In the U.K., the government seeks to be able to transfer asylum seekers after arrival in its jurisdiction to the country of Rwanda in Africa.  But its Supreme Court has ruled that the U.K. agreement with Rwanda would force Britain to violate international agreements that have been adopted by its Parliament.

The British system gives the final word to Parliament and not to the Supreme Court. In the absence of a constitution, the Supreme Court must accept acts of Parliament and cannot overturn them.

Now, the government has passed a new law to overrule the U.K.’s previous acceptance of some international human rights treaties.  That would prevent the Supreme Court from applying those treaties, and the Rwanda deal could proceed.  By overruling treaties,  the U.K. could damage its international credibility. 

A similar situation has arisen in Israel.  For many years, the Supreme Court has determined if laws meet a standard of “reasonableness” and, if not, they may be overturned.  Certain laws are deemed to be basic and, generally, they may not be overturned.

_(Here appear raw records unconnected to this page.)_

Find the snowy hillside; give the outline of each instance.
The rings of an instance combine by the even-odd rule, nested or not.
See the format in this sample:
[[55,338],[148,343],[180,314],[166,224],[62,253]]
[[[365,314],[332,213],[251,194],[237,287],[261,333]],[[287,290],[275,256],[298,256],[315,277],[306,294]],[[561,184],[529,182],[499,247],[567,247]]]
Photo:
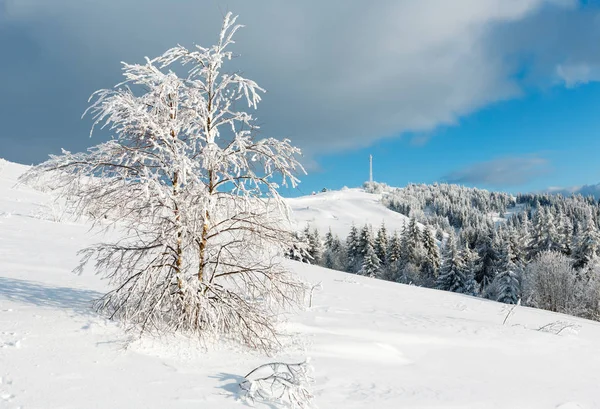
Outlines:
[[[248,407],[237,383],[274,358],[175,339],[125,348],[120,327],[89,309],[105,283],[70,272],[101,237],[57,221],[45,194],[13,189],[25,167],[0,169],[0,408]],[[340,235],[353,219],[404,223],[356,190],[291,204],[299,223]],[[600,323],[516,307],[503,325],[503,304],[289,266],[322,289],[289,316],[289,352],[275,359],[312,358],[321,409],[600,408]]]
[[390,231],[401,231],[408,217],[381,204],[381,195],[362,189],[343,189],[315,195],[287,199],[292,208],[297,228],[307,224],[325,234],[331,227],[333,234],[345,238],[354,222],[357,227],[371,224],[375,228],[385,222]]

The Knesset or Israeli Parliament has passed a law stripping the Supreme Court of the ability to use “reasonableness” and emphasizing the authority of the Parliament to have the last word on the law.  The Supreme Court has overruled this basic law as not meeting the rule of reasonableness.  The issue is sure to continue to be contested.

The America, British and Israeli situations revealed that determining who has the last word on the law is a major, unresolved political issue.  In the U.S., some solutions aim at finding ways to promote changes in the Supreme Court’s composition, while respecting life tenure of judges and trying to reduce its direct political involvement.

A panel at the American Academy of Arts and Sciences has proposed that justices serve on the Supreme Court for 18 years and then, without losing their standing, serve only on federal courts of appeals.  Justice David Souter of New Hampshire has done almost exactly that.

I have proposed the appointment of temporary additional justices as have been used on other federal courts.  They temporarily increase the size of the court and then fill vacancies as hey occur, restoring the original number.  Meanwhile, they can help with the workload and the court’s balance.

Either of these changes can increase the chances that the Supreme Court can be more frequently renewed.